Oh no, Elrond thought. He could almost hear that desire to run fingers across Seregeithon’s naked body, and he did not want to have that particular thought anywhere near his head.

“I think you might have more scars than several old sharks that I know,” Helcerían said brightly.

New troubling question. What woman willing befriended sharks?

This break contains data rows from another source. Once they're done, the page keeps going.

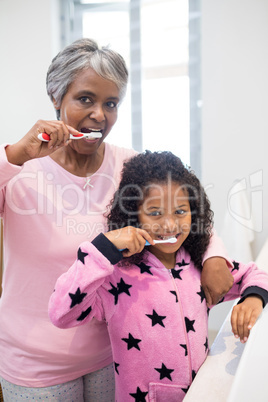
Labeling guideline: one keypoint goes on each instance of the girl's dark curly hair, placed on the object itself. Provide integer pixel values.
(159, 167)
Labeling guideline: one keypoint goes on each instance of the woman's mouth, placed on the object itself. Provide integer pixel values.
(91, 133)
(169, 236)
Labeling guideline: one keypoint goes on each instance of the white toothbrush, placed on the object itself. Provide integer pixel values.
(94, 134)
(170, 240)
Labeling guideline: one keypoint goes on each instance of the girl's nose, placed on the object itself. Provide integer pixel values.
(169, 224)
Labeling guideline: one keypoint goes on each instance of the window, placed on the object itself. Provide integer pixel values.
(153, 37)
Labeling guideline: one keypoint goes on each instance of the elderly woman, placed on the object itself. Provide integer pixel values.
(53, 196)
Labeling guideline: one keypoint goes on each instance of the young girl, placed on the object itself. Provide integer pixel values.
(151, 296)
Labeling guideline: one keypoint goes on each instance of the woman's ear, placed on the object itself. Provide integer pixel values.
(57, 108)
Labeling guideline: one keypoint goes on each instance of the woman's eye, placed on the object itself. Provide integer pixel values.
(180, 212)
(111, 104)
(155, 213)
(85, 99)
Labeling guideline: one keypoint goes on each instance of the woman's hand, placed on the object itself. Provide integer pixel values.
(129, 239)
(216, 279)
(244, 316)
(30, 147)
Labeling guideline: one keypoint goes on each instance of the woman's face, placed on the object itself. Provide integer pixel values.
(90, 104)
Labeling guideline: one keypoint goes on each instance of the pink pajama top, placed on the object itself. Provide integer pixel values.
(47, 213)
(157, 318)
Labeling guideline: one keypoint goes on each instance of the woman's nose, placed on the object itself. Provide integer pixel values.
(97, 113)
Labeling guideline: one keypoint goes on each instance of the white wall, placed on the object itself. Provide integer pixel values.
(235, 103)
(29, 38)
(235, 110)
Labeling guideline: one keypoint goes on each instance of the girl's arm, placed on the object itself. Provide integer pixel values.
(245, 315)
(251, 284)
(216, 279)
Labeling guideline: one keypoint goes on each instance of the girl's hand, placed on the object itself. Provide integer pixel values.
(216, 279)
(244, 316)
(129, 239)
(30, 147)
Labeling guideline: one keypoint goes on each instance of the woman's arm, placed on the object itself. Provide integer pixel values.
(75, 299)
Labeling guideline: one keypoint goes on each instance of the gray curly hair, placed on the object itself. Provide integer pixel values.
(82, 54)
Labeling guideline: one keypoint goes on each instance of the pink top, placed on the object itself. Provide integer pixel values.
(47, 213)
(157, 318)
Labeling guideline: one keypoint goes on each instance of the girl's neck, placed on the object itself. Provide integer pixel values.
(79, 164)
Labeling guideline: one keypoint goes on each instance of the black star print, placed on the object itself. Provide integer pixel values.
(189, 324)
(220, 301)
(116, 365)
(236, 266)
(185, 348)
(156, 319)
(164, 372)
(239, 283)
(132, 342)
(123, 287)
(201, 294)
(176, 274)
(206, 344)
(139, 396)
(174, 293)
(81, 256)
(84, 314)
(185, 389)
(114, 292)
(144, 268)
(183, 263)
(77, 297)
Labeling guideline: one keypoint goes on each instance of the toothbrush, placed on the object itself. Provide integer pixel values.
(45, 137)
(170, 240)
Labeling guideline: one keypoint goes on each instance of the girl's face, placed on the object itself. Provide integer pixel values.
(166, 213)
(90, 104)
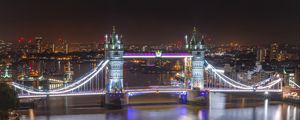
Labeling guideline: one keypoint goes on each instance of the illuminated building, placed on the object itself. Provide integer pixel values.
(274, 51)
(38, 42)
(114, 52)
(197, 48)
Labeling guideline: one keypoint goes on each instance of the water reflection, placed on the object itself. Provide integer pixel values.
(222, 106)
(266, 109)
(292, 113)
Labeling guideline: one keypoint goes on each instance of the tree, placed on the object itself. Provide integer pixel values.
(8, 100)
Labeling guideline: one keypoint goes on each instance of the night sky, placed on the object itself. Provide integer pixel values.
(150, 21)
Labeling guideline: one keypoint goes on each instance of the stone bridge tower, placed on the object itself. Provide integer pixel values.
(195, 45)
(114, 53)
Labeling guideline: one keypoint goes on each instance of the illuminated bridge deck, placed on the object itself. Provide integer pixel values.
(155, 55)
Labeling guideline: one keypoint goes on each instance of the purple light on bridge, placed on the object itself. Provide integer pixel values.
(153, 55)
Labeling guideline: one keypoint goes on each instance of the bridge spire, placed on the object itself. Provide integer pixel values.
(114, 29)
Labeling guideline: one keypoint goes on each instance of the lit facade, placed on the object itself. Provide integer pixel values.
(196, 47)
(114, 53)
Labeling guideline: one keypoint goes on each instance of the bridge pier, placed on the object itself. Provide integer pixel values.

To Elrond’s enlightenment, there were long-lived sharks under the sea ice north of Araman, long and speckled like seals who preferred the darkest depths but sometimes came up to the brackish river mouths and whom she fully expected to find in the Icebay of Forochel. Seregeithon quickly covered himself with one of the blankets and refused to look either Helcerían or Elrond in the eyes, waiting for everything to finish drying and for Hiswalagawen to leave the water. As they waited and Elrond mixed the porridge for their next meal, Helcerían waxed poetically about the sweet nature of old northern sharks and then began to weave a flat ribbon with the yarn sent by Queen Bortë. “I can’t weave cloth or embroider well, but ribbon and cord are simple enough for me,” Helcerían explained, turning the antler squares to build the pattern as she wove. “In a few hours I’ll have a replacement cord for those boots.”

“You don’t need-” Seregeithon began to say, but Helcerían hushed him.

“I’ll write to my good-sister of how her gift pleases you,” Elrond interrupted. “And we thank you,” he stressed, trying to will some sense into his companion. Did Seregeithon purposefully want Helcerían annoyed and angry at him? A strange defensive behavior to ward off the lust? Malformed courtship ritual?

 


 

Reading Elrond’s next letter, Bortë joined her husband in helpless laughter.